Fossil Fuel Car Ban ‘Will Close Cheapest Route To Cutting CO2’
Banning the sale of fossil fuel cars and vans as a way of promoting battery electric vehicles is a high-cost strategy that will close the door to technological advances in greener internal combustion engines, an industry expert has warned.
The Government consulted this spring on banning the sale of new cars and vans with an internal combustion engine (ICE) from 2035 or possibly earlier (LTT 06 Mar). The Committee on Climate Change has suggested 2030.
The Prime Minister has proposed that the ban should apply to conventional ICEs and hybrid vehicles. This would restrict choice to only battery electric vehicles (BEVs) and fuel cell vehicles running on hydrogen.
Gautam Kalghatgi criticises the policy in a paper published by the Global Warming Policy Foundation think tank. Kalghatgi is a fellow of the Royal Academy of Engineering, the Institute of Mechanical Engineers, the Society of Automotive Engineers, and a visiting professor at Oxford University.
All available technologies, including ICEVs, BEVs, fuel-cell vehicles and alternative fuels are required to improve the sustainability of transport,” he says. “Banning the most common of these technologies, and the one with the most potential for improvement, namely ICEVs, is not sensible.”
BEVs are not zero emission when viewed on a lifecycle basis. “It takes more energy to manufacture a BEV than an internal combustion engine vehicle (ICEV), because the manufacture of batteries is very energy intensive. In addition, the end-of-life recycling cost is higher for a BEV than for an ICEV.
As a result, in the UK, only BEVs with small batteries have lower lifetime emissions than ICEVs. As battery size increases to enable bigger cars and longer range, the CO2 footprint of BEVs surpasses that of equivalent ICEVs, even if the electricity used is increasingly carbon-free.
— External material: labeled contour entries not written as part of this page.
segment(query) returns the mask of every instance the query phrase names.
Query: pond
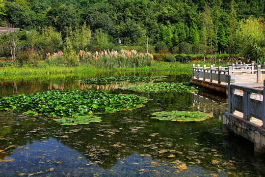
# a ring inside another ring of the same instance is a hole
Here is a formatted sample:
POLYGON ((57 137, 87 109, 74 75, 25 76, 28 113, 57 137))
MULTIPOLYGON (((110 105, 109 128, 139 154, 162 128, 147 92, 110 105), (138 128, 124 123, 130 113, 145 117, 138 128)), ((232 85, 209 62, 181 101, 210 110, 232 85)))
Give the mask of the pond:
POLYGON ((123 90, 127 83, 104 86, 76 81, 118 76, 165 76, 189 82, 188 72, 92 72, 0 76, 0 97, 53 89, 103 90, 150 100, 144 107, 101 115, 102 121, 61 125, 51 117, 0 111, 0 176, 262 177, 265 158, 253 144, 222 133, 225 95, 214 92, 150 93, 123 90), (151 119, 159 111, 210 113, 201 122, 151 119))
“Therefore, even converting all of the UK’s 37 million light duty vehicles (cars and vans) to battery power would not decarbonise the transport system to any great extent.”
Increasing the number of BEVs in the UK to ten million from the current 100,000 would “at best save about four per cent of the greenhouse gas emissions associated with transport in the UK”, he estimates.